La troisième mission du philosophe renvoie à cette forme d’engagement qui ne peut s’exprimer véritablement par l’adhésion partisane. Ainsi, celui ou celle qui célèbre la liberté de penser et l’argumentation ne devrait pas saturer l’espace public d’injonctions moralisatrices, même quand il ou elle livre des combats qui exigent que l’on prenne parti - contre les lobbys, pour l’amélioration de la condition animale, pour le maintien d’une éducation et d’une santé de qualité, etc. En outre, il est des causes qui appartiennent à tous et qu’aucun parti ne peut récupérer sans leur enlever leur universalité et par là leur chance d’être entendues par le plus grand nombre.
La considération
Dans le contexte actuel, ces trois missions du philosophe dans la Cité sont particulièrement importantes. Il ne faut donc pas lui demander d’être constamment présent dans les médias ni lui en vouloir de faire entendre sa voix, forcément différente. Plus précisément, il y a une quatrième mission du philosophe qui est, en réalité, la synthèse des trois autres : c’est de passer de la sidération à la considération et d’aider les autres à faire de même.

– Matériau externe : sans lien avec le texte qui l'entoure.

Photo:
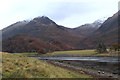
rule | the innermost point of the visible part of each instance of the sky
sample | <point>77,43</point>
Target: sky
<point>69,13</point>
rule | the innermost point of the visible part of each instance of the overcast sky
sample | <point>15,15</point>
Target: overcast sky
<point>70,13</point>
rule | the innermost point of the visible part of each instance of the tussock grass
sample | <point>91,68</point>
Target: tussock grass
<point>19,66</point>
<point>74,53</point>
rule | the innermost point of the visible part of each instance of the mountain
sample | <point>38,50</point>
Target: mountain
<point>43,29</point>
<point>25,43</point>
<point>46,35</point>
<point>107,33</point>
<point>87,29</point>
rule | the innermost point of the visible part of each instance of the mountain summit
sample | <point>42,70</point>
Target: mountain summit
<point>43,20</point>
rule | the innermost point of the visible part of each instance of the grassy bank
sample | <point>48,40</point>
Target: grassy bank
<point>74,53</point>
<point>19,66</point>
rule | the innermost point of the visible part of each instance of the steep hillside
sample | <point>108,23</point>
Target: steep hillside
<point>107,32</point>
<point>24,43</point>
<point>47,31</point>
<point>87,29</point>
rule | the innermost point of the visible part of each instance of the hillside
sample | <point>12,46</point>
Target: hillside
<point>25,43</point>
<point>18,66</point>
<point>87,29</point>
<point>107,33</point>
<point>43,29</point>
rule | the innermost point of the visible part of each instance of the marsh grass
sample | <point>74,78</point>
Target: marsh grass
<point>74,53</point>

Oui, cela va mal. Oui, nous sommes un peu perdus. Oui, nous souffrons. Mais le monde qui nous a accueillis à notre naissance et qui survivra à notre mort individuelle mérite que, comme d’infatigables couturières travaillant chacune aux différentes pièces, robes et manteaux, d’une collection, nous fassions ce qui est le mieux ici et maintenant, en nous attachant à ne pas détruire ce qui existe déjà et en laissant faire ceux et celles qui œuvrent à rendre notre monde habitable.
On peut penser ici aux soignants qui, dans leur établissement, font tout pour redonner de l’espoir à des personnes fragilisées ou pour accompagner les malades, aux artistes qui créent du beau, aux enseignants qui font naître chez leurs élèves l’amour des belles choses et de la pensée, aux agriculteurs qui se convertissent à l’agriculture biologique et même raisonnée, aux associations qui tentent d’améliorer la condition des bêtes et à tant d’autres personnes qui font du bien là où elles sont, avec les moyens du bord, mais toujours avec imagination et générosité. Aujourd’hui, la vocation du philosophe n’est pas d’être le conseiller du prince, mais de porter un regard attentif et bienveillant aux initiatives portées par la société civile qui est l’une des sources principales de son inspiration. Il importe aujourd’hui de donner une voix à ces individus créatifs qui sont rarement présents dans les médias et dont les représentants politiques semblent éloignés, alors qu’ils entretiennent et réparent notre monde. C’est aussi cela la considération.
*Dernier ouvrage: Les Nourritures. Philosophie du corps politique, Le Seuil, 2015. Prix Edouard Bonnefous de l’Académie des Sciences Morales et Politiques.